I have a column with lists of variables.
Seperated by comma plus sometimes values for the variables set by "=".
See picture.
I want the variables as columns and within the columns TRUE/FALSE or 1/0 values plus if there is a value set by "=" an extra column for this value.
I guess it's a similar question to Pandas convert a column of list to dummies but I need it in R.
CodePudding user response:
Since you haven't provided explicit data, I needed to recreate one from your screenshots (please, update at least textual data the next time, it helps recreate your task).
Those chunks of code are explained with comments, they use tidyverse
functions from packages included at the top of the chunk. Result is what you asked for with the exception that columns eventnumber_value
are named value_eventnumber
since naming a variable or column with a name that starts with number is not a good practice.
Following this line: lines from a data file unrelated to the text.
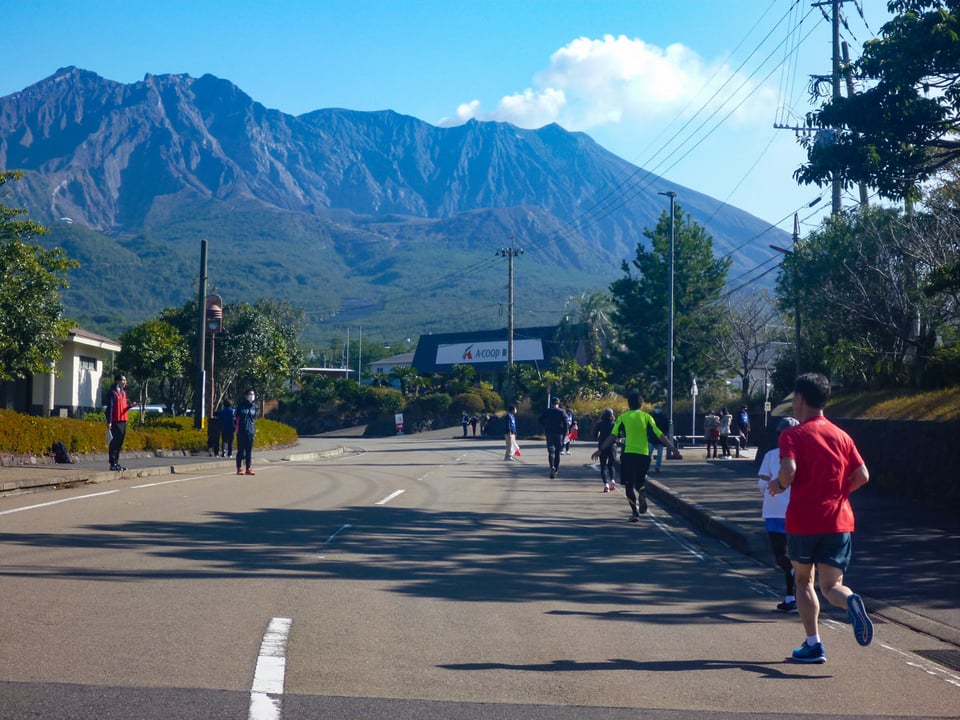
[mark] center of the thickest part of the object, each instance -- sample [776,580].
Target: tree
[153,351]
[593,324]
[259,348]
[745,339]
[32,326]
[641,302]
[860,281]
[902,129]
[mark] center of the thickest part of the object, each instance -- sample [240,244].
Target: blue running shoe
[857,613]
[810,653]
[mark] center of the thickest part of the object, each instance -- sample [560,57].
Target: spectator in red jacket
[117,407]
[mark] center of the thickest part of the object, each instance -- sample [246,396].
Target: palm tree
[593,325]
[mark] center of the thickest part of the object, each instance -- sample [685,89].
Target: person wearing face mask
[246,429]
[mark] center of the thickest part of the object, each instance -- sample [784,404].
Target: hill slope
[382,213]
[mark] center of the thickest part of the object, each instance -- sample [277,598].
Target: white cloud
[596,83]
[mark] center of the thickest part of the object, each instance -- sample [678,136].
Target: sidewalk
[906,560]
[94,468]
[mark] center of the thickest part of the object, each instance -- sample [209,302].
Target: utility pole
[509,253]
[200,385]
[673,197]
[836,206]
[835,77]
[796,294]
[864,198]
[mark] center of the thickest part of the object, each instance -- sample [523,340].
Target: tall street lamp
[794,281]
[510,253]
[673,196]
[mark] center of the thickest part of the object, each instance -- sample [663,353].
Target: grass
[932,406]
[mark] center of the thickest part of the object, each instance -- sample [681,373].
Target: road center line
[266,694]
[330,539]
[390,497]
[57,502]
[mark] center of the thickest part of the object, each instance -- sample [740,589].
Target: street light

I don't know what you need the data for, but from my experience the wide format of the data is less useful than wide format for most of the cases. Especially here, since I expect, that one event may happen only for one ID. Thus, dat_pivoted
is more convenient to operate on.
library(tibble)
library(tidyr)
library(dplyr)
library(stringr)
dat <- tribble(
~post_event_list, ~date_time,
"239=20.00,200,20149,100,101,102,103,104,105,106,107,108,114,198", "2022-03-01 00:23:50",
"257,159", "2022-03-01 00:02:51",
"201,109,110,111,112", "2022-03-01 00:57:23"
)
dat_pivoted <- dat %>%
mutate(post_event_list = str_split(post_event_list, ",")) %>% # transform comma separated strings into character vectors
unnest_longer(post_event_list) %>% # split characters into separate rows
separate(post_event_list, sep = "=", into = c("var", "val"), fill = "right") %>% # separate variables from values (case of 'X=Y'), put NA as value if there is no value
mutate(val = as.numeric(val)) # treat 'val' column as numeric
dat_values <- dat_pivoted %>%
pivot_wider(id_cols = date_time, names_from = var, names_prefix = "value_", values_from = val) %>% # turn data into wide format -- make a column per each event value, present or not
select(!where(~ all(is.na(.x)))) # select only those values columns, where not every element is NA
dat_indicator <- dat_pivoted %>%
mutate(val = TRUE) %>% # each row indicates a presence of event -- change all values to TRUE
pivot_wider(id_cols = date_time, names_from = var, values_from = val, values_fill = FALSE) # pivot columns again, replacing resulting NAs witth FALSE
dat_transformed <- left_join(dat_indicator, dat_values)